Financial Independence cross street

How to Start the Adulting Pursuit of Financial Independence

As soon as the fireworks went up, a thought may have brought some younger people down. “I have, like, a month until I start adulting.”

Whether it’s college, trade school, military, or walking directly into the workforce, the 73.4 million some-odd young people in America need to begin that pursuit of adulthood. The one from which there is no return. Essentially, it’s time to cut the cord from the parents and work toward financial independence.

Get that first “real job” that gives you a paycheck you’re not embarrassed to put in the bank. That’s the money for essential bills like rent, utilities, debt payments, and perhaps dating. As a company that helps hard-working people get out of debt, we know a little about starting that journey.

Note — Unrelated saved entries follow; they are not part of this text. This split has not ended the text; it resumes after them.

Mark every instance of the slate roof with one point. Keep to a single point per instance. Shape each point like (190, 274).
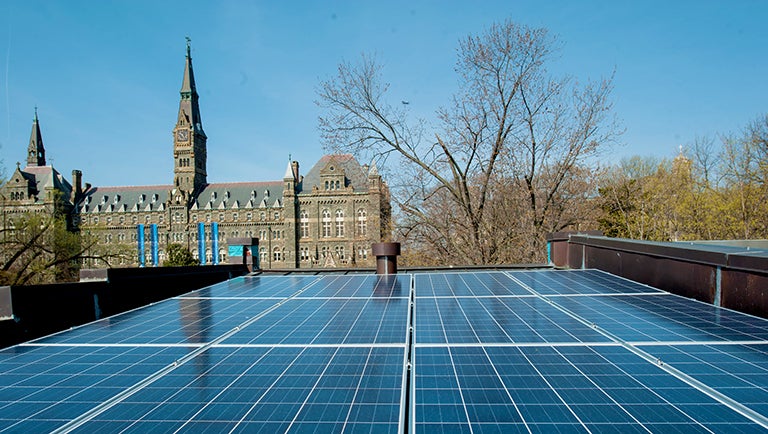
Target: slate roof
(220, 196)
(47, 177)
(355, 175)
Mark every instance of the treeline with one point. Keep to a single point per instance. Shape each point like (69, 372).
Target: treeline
(715, 189)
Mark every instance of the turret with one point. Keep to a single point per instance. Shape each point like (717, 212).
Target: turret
(35, 151)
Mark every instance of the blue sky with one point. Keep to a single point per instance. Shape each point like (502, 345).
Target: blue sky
(105, 75)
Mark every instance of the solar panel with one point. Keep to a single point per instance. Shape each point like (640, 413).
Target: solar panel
(527, 351)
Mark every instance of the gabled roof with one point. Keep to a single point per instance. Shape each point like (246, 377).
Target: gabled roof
(46, 177)
(355, 176)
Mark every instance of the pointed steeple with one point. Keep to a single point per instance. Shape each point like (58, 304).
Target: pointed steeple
(189, 106)
(36, 151)
(189, 142)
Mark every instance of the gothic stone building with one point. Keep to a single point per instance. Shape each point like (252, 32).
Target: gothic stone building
(327, 218)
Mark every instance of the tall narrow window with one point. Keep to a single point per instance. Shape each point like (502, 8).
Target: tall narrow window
(304, 224)
(326, 223)
(339, 223)
(362, 222)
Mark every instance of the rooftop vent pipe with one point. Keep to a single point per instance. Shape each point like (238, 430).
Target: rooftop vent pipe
(386, 257)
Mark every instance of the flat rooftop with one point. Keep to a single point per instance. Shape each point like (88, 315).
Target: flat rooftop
(464, 351)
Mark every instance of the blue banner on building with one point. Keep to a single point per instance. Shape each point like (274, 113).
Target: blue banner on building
(154, 245)
(201, 242)
(140, 239)
(215, 243)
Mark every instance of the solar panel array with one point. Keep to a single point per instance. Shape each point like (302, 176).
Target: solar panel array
(522, 351)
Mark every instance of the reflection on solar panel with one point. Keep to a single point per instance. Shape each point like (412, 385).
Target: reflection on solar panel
(526, 351)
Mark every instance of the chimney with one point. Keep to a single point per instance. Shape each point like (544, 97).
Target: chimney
(77, 185)
(295, 169)
(386, 257)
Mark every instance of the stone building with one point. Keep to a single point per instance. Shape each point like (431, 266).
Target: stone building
(328, 218)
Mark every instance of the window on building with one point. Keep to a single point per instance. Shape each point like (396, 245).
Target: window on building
(326, 223)
(339, 223)
(304, 224)
(362, 222)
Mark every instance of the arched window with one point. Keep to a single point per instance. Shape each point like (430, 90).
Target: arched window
(304, 224)
(339, 223)
(326, 223)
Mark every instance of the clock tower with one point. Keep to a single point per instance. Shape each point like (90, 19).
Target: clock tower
(189, 139)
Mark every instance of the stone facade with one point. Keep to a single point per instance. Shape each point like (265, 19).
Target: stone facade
(328, 218)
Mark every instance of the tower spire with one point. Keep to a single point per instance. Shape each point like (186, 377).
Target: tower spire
(189, 146)
(35, 150)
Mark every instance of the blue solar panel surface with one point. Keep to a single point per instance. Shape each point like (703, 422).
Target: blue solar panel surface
(523, 351)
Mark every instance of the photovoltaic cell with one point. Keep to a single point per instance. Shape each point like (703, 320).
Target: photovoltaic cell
(665, 318)
(41, 388)
(519, 351)
(257, 389)
(572, 282)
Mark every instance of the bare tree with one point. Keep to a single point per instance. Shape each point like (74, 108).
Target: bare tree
(37, 248)
(496, 175)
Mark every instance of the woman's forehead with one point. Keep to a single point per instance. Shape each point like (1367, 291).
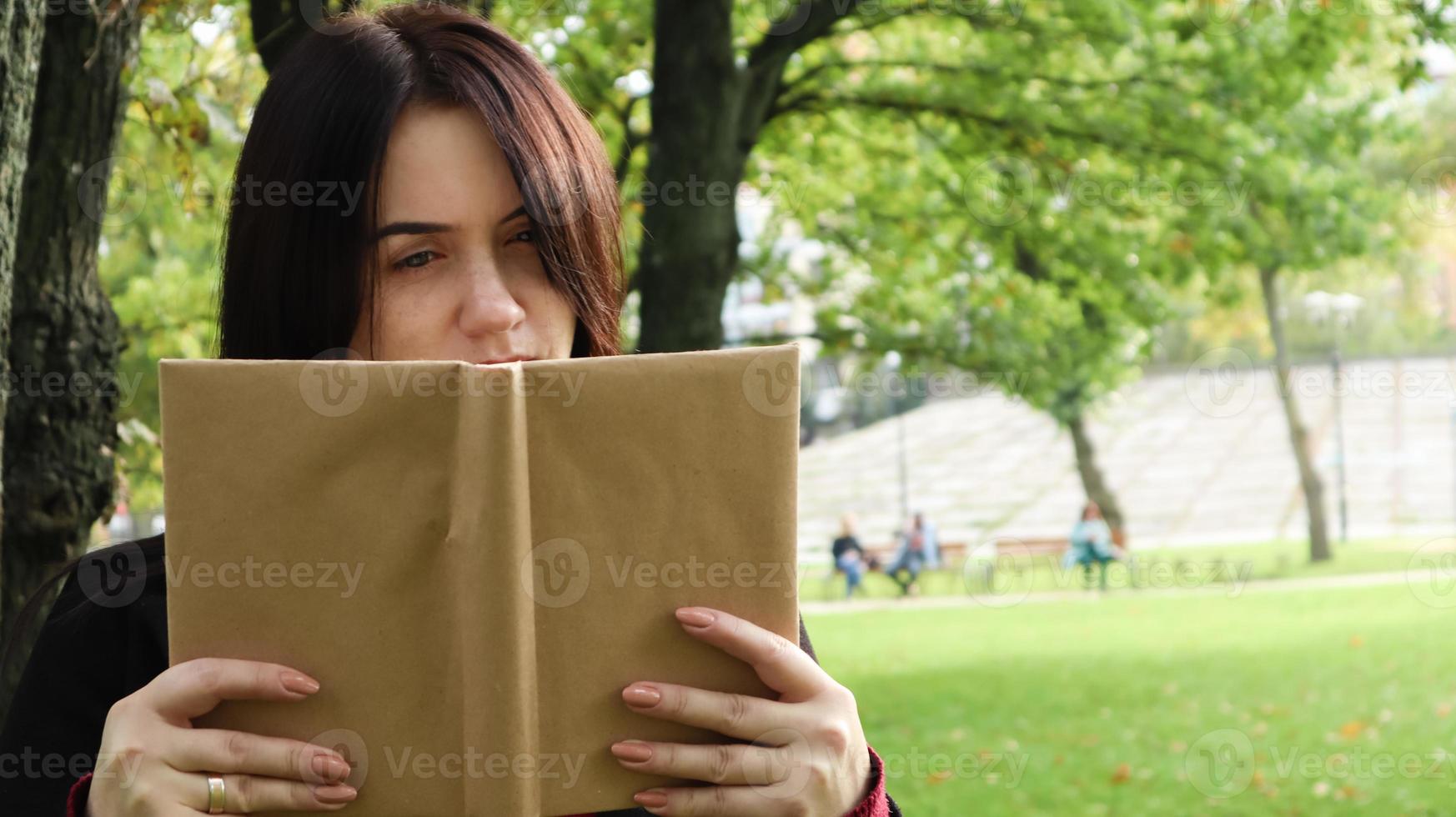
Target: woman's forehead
(444, 165)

Here is some of the same advice we give our clients, and it’s worked for them too.

1. Understand Credit

There is so much more to understanding credit than simply having some plastic cards in your wallet. Do you know your credit score? More importantly, do you know how to maintain it? When you want to buy a home or a new car, your credit score is the skeleton key to open the lock of prosperity for you as you go adulting.

2. Live Beneath Your Means

Many young adults want to stretch that dollar into fine saltwater taffy. It feels good to have money of your own, so flex and drop some coins in various places. The problem is that you should do the opposite, which doesn’t sound fun at all. Ask yourself what can you afford or what are you willing to not have, like do you need all those channels and apps? Do you need to eat out every night? Whatever the cost, you can make some cuts.

3. Think Long Term

Living on your own isn’t easy. Creating financial independence is even more difficult. If this is something you want, it will take dedication, patience, and time. During that time, learn what you are willing to do to stay free from economic burdens. What you do today with your credit and debt is how you will live tomorrow and possibly for the rest of your life.

4. Pay Yourself First

Why don’t you save? “I don’t have enough” is usually the answer. In reality, you do but you aren’t accustomed to saving it, only spending it. At first, your self-payment may only be 5%, but after a while, you’ll see that you can do it. Be good to yourself through saving first, then spending. You’ll be amazed how many fewer financial emergencies you have and how much more peace you’ll experience once you have created a sense of financial independence.

5. Start With Why

Simon Sinek is a celebrated author of the book “Start With Why.” He wrote the book to help people find inspiration at work and build work culture from the inside out. What does that have to do with saving? Much, if you consider what inspires you to save money in the first place. Do you want to change jobs or careers? Do you want to buy a new car, so you don’t have to keep repairing the old one? Find your why and begin saving.

There are multiple other ways to begin your journey of financial independence. Many prices are going up and staying there. Meanwhile, many of us aren’t making more. Something must give, but if you control your finances, make sure you’re not giving up your desire to save. Your financial independence depends on it.